Between 2012 and 2014, the Bangladesh Securities and Exchange Commission (BSEC) approved the IPOs (initial public offerings) of 43 companies and four mutual funds (MFs).
However, no MF was floated during the last two years, as the market situation worsened and sponsors. Experts also blamed the inefficiency of fund managers for poor performance of most listed mutual funds.
Market insiders said investors are more interested to apply for the shares offered at face value with a hope of fetching better return.
"Investors are able to apply for more shares at face value with their limited fund," said Md. Shakil Rizvi, a former president of the Dhaka Stock Exchange.
Former BSEC chairman Dr AB Mirza Azizul Islam said investors also purchase the shares at high prices from the secondary market expecting high prices later.
"What happens ultimately is that high-priced shares start shedding prices due to their poor fundamentals. The rate of decline gathers pace as investors try to retrieve their investments by offloading shares at a time," Dr Islam said.
The data from the premier bourse showed that among 42 companies, 17 went public with an offer price of Tk 10 per share.
Public subscription of companies, which went public at face value, was very high. For example, the subscription of Far Chemical Industries was 72.22 times of the value of the offloaded primary stocks.  Sunlife Insurance was oversubscribed 64.33 times, AFC Agro Biotech 59.92 times, Bangladesh Building Systems 45.95 times, Hwa Well Textiles (BD) 45.34 times, Shurwid Industries 43.80 times and Khan Brother PP Woven Bag Industries 43.63 times.   
On the day of debut trading, the market price of Sunlife Insurance rose 721 per cent to close at Tk 82.10, Ratanpur Steel Re-Rolling Mills (RSRM) 673 per cent to close Tk 77.30, Khan Brothers PP Woven Bag Industries 666 per cent to close at Tk 76.60, AFC Agro Biotech 550 per cent to close at Tk 65, Far Chemical Industries 426 per cent to close at Tk 52.60, Emerald Oil Industries 400 per cent to close at Tk 50.0, Familytex (BD) 385 per cent to close at Tk 48.50, Shurwid Industries 382 per cent  to close at 48.20,  Bangladesh Building Systems 372 per cent to close at Tk 47.20 and Mozaffar Hossain Spinning Mills 353 per cent to close at 45.30.
The rate of oversubscription of the companies, which went public with premium, varied from 1.05 to 10 times of the share value issued. On the day of debut trading, the market prices of the companies rose from 4.0 per cent to 173 per cent.  

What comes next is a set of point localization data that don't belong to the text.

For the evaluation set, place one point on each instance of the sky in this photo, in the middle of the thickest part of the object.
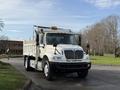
(19, 16)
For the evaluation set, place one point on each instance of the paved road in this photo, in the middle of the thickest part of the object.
(99, 78)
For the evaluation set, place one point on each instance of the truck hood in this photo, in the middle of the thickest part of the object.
(68, 47)
(62, 47)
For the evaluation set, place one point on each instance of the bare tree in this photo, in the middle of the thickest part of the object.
(103, 36)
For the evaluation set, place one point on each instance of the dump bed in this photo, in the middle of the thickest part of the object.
(29, 48)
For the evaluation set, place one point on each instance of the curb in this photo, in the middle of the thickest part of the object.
(27, 85)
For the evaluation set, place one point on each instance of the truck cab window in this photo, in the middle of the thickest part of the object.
(41, 38)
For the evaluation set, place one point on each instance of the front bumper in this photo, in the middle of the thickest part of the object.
(70, 67)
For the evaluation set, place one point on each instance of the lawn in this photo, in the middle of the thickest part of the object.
(10, 78)
(105, 60)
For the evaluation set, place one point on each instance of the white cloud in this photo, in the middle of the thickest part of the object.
(26, 10)
(104, 3)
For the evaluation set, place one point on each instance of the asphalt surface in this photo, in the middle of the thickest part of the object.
(99, 78)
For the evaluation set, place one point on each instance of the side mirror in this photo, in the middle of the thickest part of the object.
(37, 39)
(55, 45)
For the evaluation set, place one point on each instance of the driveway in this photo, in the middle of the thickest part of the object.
(99, 78)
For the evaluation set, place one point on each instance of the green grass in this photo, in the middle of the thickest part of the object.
(105, 60)
(10, 78)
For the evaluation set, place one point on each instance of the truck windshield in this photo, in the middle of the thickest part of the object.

GPH Ispat went public with an offer price of Tk 30 and the company's shares were at Tk 72.90 on the day of debut trading. GBB Power went public with an offer price of Tk 40 and was traded at Tk 43 on the day of debut trading. Unique Hotel & Resorts, which went public at a price of Tk 75, was traded at Tk 78 on the first trading session. Paramount Textile went public with an offer price of Tk 28 was traded at 45.60 on the day of debut trading.
Saif Powertec, which went public with an offer price of Tk 30, was traded at Tk 71.40 on the day of debut trading.
Among the companies, which went public with premium, the Peninsula Chittagong and the Far East Knitting and Dyeing Industries went public with an offer price of Tk 30 and Tk 27 respectively. Both the companies recently observed market price below their respective offered prices.    
Some regulatory approvals to IPOs had drawn flacks, although the BSEC recently said in a clarification that they do not approve any IPO if a company cannot meet certain requirements.
"Along with taking punitive measures against some issue managers, the BSEC also rejected 18 IPO proposals and 16 rights offer in 2013 and 2014 for not complying with securities rules," the regulator said.
BSEC commissioner Arif Khan said the high public subscription of IPOs shows that there is demand for IPO in the capital market.
"Market price in the secondary market depends on various factors such as political situation, investors' sentiment and macro-economic situation. It's a matter of investors' decision whether they will purchase shares or not," Mr. Khan told the FE.